I get a similar error running DropSeq data (Mascosko 2015). I downloaded files from GEO and SRA and did some filtering.
SRR1873277_S1_L001_R1_001.fastq
@AH2HM7BGXX:1:11101:10007:10911
TAACGTACAGGAGGAGTACG
+AH2HM7BGXX:1:11101:10007:10911
AA7AAFAFFFAFFFFFAAAF
@AH2HM7BGXX:1:11101:10008:15270
GCATGAAACTTCCACGGGCC
+AH2HM7BGXX:1:11101:10008:15270
AAAAAFF7FFF.F<FFFFFF
@AH2HM7BGXX:1:11101:10016:7370
CTGGATGTTCAAGGGTCTCA
SRR1873277_S1_L001_R2_001.fastq
@AH2HM7BGXX:1:11101:10007:10911
GTACTAACGTACAGGAAAGGACCTTTTTTTTTTTTTTTTTTTTTTTTTTTT
+
<..<7..777)<.FF..FF<F.FFAAAA<.7.777<77.<<7..7..7...
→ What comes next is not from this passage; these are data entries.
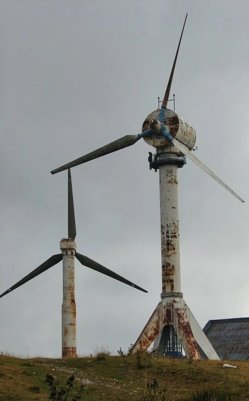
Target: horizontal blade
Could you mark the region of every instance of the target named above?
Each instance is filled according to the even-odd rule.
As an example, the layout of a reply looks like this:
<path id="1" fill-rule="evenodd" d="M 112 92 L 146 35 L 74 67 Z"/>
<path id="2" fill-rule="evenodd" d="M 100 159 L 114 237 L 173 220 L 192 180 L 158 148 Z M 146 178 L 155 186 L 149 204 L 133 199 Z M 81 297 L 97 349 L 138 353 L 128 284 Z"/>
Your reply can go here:
<path id="1" fill-rule="evenodd" d="M 114 272 L 112 271 L 112 270 L 110 270 L 109 269 L 104 267 L 104 266 L 99 264 L 99 263 L 97 263 L 97 262 L 95 262 L 91 259 L 89 259 L 89 257 L 82 255 L 81 253 L 78 253 L 78 252 L 75 252 L 75 256 L 83 266 L 86 266 L 86 267 L 89 267 L 90 269 L 92 269 L 94 270 L 96 270 L 96 271 L 98 271 L 99 273 L 102 273 L 103 274 L 105 274 L 106 276 L 109 276 L 109 277 L 112 277 L 112 278 L 115 279 L 115 280 L 118 280 L 122 283 L 124 283 L 125 284 L 127 284 L 128 286 L 133 287 L 134 288 L 136 288 L 137 290 L 143 291 L 144 293 L 148 293 L 148 291 L 146 291 L 146 290 L 144 290 L 140 287 L 136 285 L 136 284 L 134 284 L 133 283 L 131 283 L 131 281 L 129 281 L 128 280 L 124 278 L 124 277 L 120 276 L 119 274 L 117 274 L 116 273 L 114 273 Z"/>
<path id="2" fill-rule="evenodd" d="M 201 167 L 201 168 L 202 168 L 202 169 L 204 170 L 204 171 L 206 171 L 206 173 L 208 173 L 208 174 L 209 174 L 212 178 L 214 178 L 215 180 L 215 181 L 217 181 L 217 182 L 218 182 L 219 184 L 220 184 L 220 185 L 222 185 L 222 187 L 224 187 L 224 188 L 225 188 L 226 190 L 227 190 L 227 191 L 228 191 L 229 192 L 230 192 L 231 194 L 232 194 L 232 195 L 234 195 L 234 196 L 235 196 L 235 198 L 237 198 L 237 199 L 238 199 L 239 200 L 240 200 L 241 202 L 245 202 L 245 200 L 243 200 L 241 198 L 240 198 L 240 197 L 238 196 L 237 195 L 237 194 L 235 194 L 235 193 L 234 192 L 234 191 L 232 190 L 231 190 L 231 188 L 229 188 L 229 187 L 228 187 L 227 185 L 226 184 L 225 184 L 224 182 L 223 182 L 223 181 L 221 181 L 221 180 L 218 178 L 218 177 L 216 175 L 215 175 L 215 174 L 214 173 L 213 173 L 212 171 L 211 171 L 211 170 L 209 170 L 209 169 L 208 167 L 207 167 L 207 166 L 205 166 L 205 165 L 203 163 L 202 163 L 199 159 L 197 158 L 196 156 L 195 156 L 193 154 L 193 153 L 191 153 L 191 151 L 189 150 L 188 149 L 187 149 L 187 148 L 186 148 L 183 145 L 182 145 L 182 144 L 181 144 L 180 142 L 179 142 L 176 139 L 175 139 L 175 138 L 174 138 L 171 142 L 174 144 L 174 146 L 175 146 L 175 147 L 177 148 L 179 150 L 182 152 L 182 153 L 183 153 L 183 154 L 185 154 L 186 156 L 189 157 L 189 158 L 191 159 L 191 160 L 192 160 L 192 161 L 193 161 L 194 163 L 195 163 L 196 164 L 197 164 L 197 165 L 199 166 L 200 167 Z"/>
<path id="3" fill-rule="evenodd" d="M 173 63 L 173 66 L 172 67 L 172 70 L 171 70 L 171 73 L 170 73 L 170 76 L 169 77 L 169 79 L 168 80 L 168 84 L 167 84 L 167 88 L 166 88 L 166 92 L 165 92 L 165 97 L 164 98 L 164 100 L 163 100 L 163 102 L 162 103 L 162 107 L 164 108 L 165 109 L 166 109 L 166 107 L 167 107 L 167 101 L 168 101 L 168 98 L 169 98 L 169 92 L 170 92 L 170 88 L 171 88 L 171 84 L 172 84 L 172 80 L 173 79 L 173 76 L 174 75 L 174 69 L 175 69 L 175 64 L 176 64 L 176 60 L 177 59 L 177 56 L 178 56 L 178 51 L 179 51 L 179 49 L 180 49 L 180 45 L 181 44 L 181 39 L 182 39 L 182 34 L 183 33 L 183 31 L 184 30 L 184 27 L 185 27 L 185 23 L 186 23 L 186 20 L 187 19 L 187 16 L 188 16 L 188 13 L 187 13 L 187 14 L 186 15 L 186 18 L 185 18 L 185 21 L 184 21 L 184 23 L 183 24 L 183 28 L 182 28 L 182 33 L 181 33 L 181 37 L 180 38 L 180 40 L 179 41 L 177 50 L 176 50 L 176 53 L 175 54 L 175 58 L 174 58 L 174 62 Z M 163 121 L 163 120 L 160 120 L 159 121 Z"/>
<path id="4" fill-rule="evenodd" d="M 52 267 L 52 266 L 54 266 L 55 264 L 59 263 L 59 262 L 60 262 L 62 260 L 62 254 L 61 253 L 58 253 L 57 255 L 53 255 L 52 256 L 51 256 L 47 260 L 46 260 L 45 262 L 40 265 L 40 266 L 36 269 L 35 269 L 31 273 L 30 273 L 22 279 L 22 280 L 20 280 L 20 281 L 18 281 L 16 284 L 12 286 L 12 287 L 11 287 L 8 290 L 7 290 L 5 293 L 3 293 L 1 294 L 1 295 L 0 295 L 0 298 L 1 298 L 2 297 L 4 297 L 4 295 L 13 291 L 13 290 L 15 290 L 16 288 L 18 288 L 18 287 L 22 286 L 23 284 L 25 284 L 25 283 L 29 281 L 30 280 L 32 280 L 33 278 L 36 277 L 37 276 L 38 276 L 39 274 L 41 274 L 41 273 L 43 273 L 48 269 Z"/>
<path id="5" fill-rule="evenodd" d="M 72 186 L 70 169 L 68 169 L 68 238 L 74 241 L 76 237 L 76 225 L 74 206 L 74 197 Z"/>
<path id="6" fill-rule="evenodd" d="M 105 146 L 100 148 L 99 149 L 97 149 L 96 150 L 93 150 L 93 152 L 88 153 L 82 157 L 79 157 L 70 163 L 68 163 L 67 164 L 64 164 L 64 166 L 53 170 L 51 173 L 52 174 L 55 174 L 60 171 L 63 171 L 64 170 L 67 170 L 68 168 L 78 166 L 79 164 L 82 164 L 83 163 L 86 163 L 91 160 L 97 159 L 98 157 L 101 157 L 106 154 L 109 154 L 109 153 L 120 150 L 124 148 L 127 148 L 128 146 L 134 145 L 139 139 L 140 138 L 138 135 L 125 135 L 125 136 L 123 137 L 120 139 L 117 139 L 117 141 L 114 141 L 114 142 L 111 142 L 110 144 L 105 145 Z"/>

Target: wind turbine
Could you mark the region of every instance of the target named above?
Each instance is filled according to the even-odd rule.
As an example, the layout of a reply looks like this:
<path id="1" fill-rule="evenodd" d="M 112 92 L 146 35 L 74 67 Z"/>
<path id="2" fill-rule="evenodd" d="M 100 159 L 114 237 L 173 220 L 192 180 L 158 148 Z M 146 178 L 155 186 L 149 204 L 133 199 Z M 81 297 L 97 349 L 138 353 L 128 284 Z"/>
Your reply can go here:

@AH2HM7BGXX:1:11101:10008:15270
GAAGTACCAGGCAGTGACAGCCACCCTGGAGGAGAAGAGGAAAGAGAAAGCCAAGATCCA
+
<AAAAFF.FF.F<FAF7FAFFFFFFFFFFF7AAFFFFFFFAF<AFAFF..FF<F7AFAFF
@AH2HM7BGXX:1:11101:10016:7370
TATTAAAAGAATCCAAATTCAAACT
I get this issue running version 0.5 or the current develop
branch acef6df06836
My understanding is that DigitalExpression
or umitools
no longer accept empty barcode whitelists. As a workaround, I generated one by permutations and added it to config.yaml
.
echo AAAA{A,T,C,G}{A,T,C,G}{A,T,C,G}{A,T,C,G}{A,T,C,G}{A,T,C,G}{A,T,C,G}{A,T,C,G}{A,T,C,G}{A,T,C,G}{A,T,C,G}{A,T,C,G} | sed 's/ /\n/g' > dropseq_barcode.txt
FILTER:
barcode-whitelist: 'dropseq_barcode.txt'
This hangs on the extend_barcode_whitelist
rule, presumably because the number of barcodes to compute mismatches for is too large.
After seeing this, I think the FASTQ file may be problem, I seem to be missing second field from the headers. Is this required?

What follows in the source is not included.